Arguments FOR deploying Gradio¶

Argument	Weight
Visual demo impresses non-technical reviewers	Medium
Shows ability to build user-facing ML interfaces	Low (not the portfolio's focus)
Fills gap left by CarVision Streamlit removal	Low

Arguments AGAINST deploying Gradio¶

Argument	Weight
Inconsistency: Only 1 of 3 projects would have a UI → asymmetric architecture	High
Not suited for a hardened service: No auth, no RBAC, limited scaling, no production hardening	High
Redundant: Swagger UI already provides interactive API testing for all 3 services	High
Resource impact: Additional pod on an e2-medium cluster (shared vCPU, 4GB RAM)	Medium
Scope creep: Portfolio demonstrates MLOps (CI/CD, K8s, monitoring), not UI/UX	Medium
Over-engineering: Adding infrastructure that doesn't serve the portfolio's thesis	Medium

What mature teams actually do¶

In production ML platforms, the frontend is typically: - A dedicated React/Vue/Next.js application built by a frontend team - An internal tool (Retool, Streamlit Cloud) for stakeholders - NOT a Gradio widget embedded in the ML service pod

Deploying Gradio alongside FastAPI conflates two concerns: ML serving (FastAPI) and user interface (Gradio).

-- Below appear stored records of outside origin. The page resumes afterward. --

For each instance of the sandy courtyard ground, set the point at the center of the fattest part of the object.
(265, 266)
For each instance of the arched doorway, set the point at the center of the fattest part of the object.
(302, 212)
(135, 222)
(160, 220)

Mature service architecture separates these.

Alternatives Considered¶

Alternative	Verdict
Deploy Gradio as sidecar in BankChurn pod	Rejected — increases pod resource usage, inconsistent with other services
Deploy Gradio as separate Deployment + Ingress path	Rejected — full K8s stack for a demo UI that duplicates Swagger UI
Add Gradio to all 3 projects	Rejected — NLPInsight and ChicagoTaxi have simple inputs; Swagger UI is sufficient
Replace Gradio with a React frontend	Rejected — significant effort, out of portfolio scope (MLOps, not frontend)

Consequences¶

app/gradio_demo.py remains in BankChurn for local development and demos (python app/gradio_demo.py)
No K8s deployment, service, or Ingress path for Gradio
Portfolio UI interaction is demonstrated via Swagger UI (/bankchurn/docs, /nlpinsight/docs, /chicagotaxi/docs)
If a recruiter or interviewer asks about UI capabilities, point to Gradio demo code as evidence of the skill, and explain the architectural decision to keep it out of production

Principle¶

Every component in the cluster must justify its resource cost and operational burden. A demo UI that duplicates Swagger UI functionality does not meet this bar. The portfolio's value comes from the MLOps infrastructure (CI/CD, monitoring, auto-scaling, canary deployments), not from a prototype UI.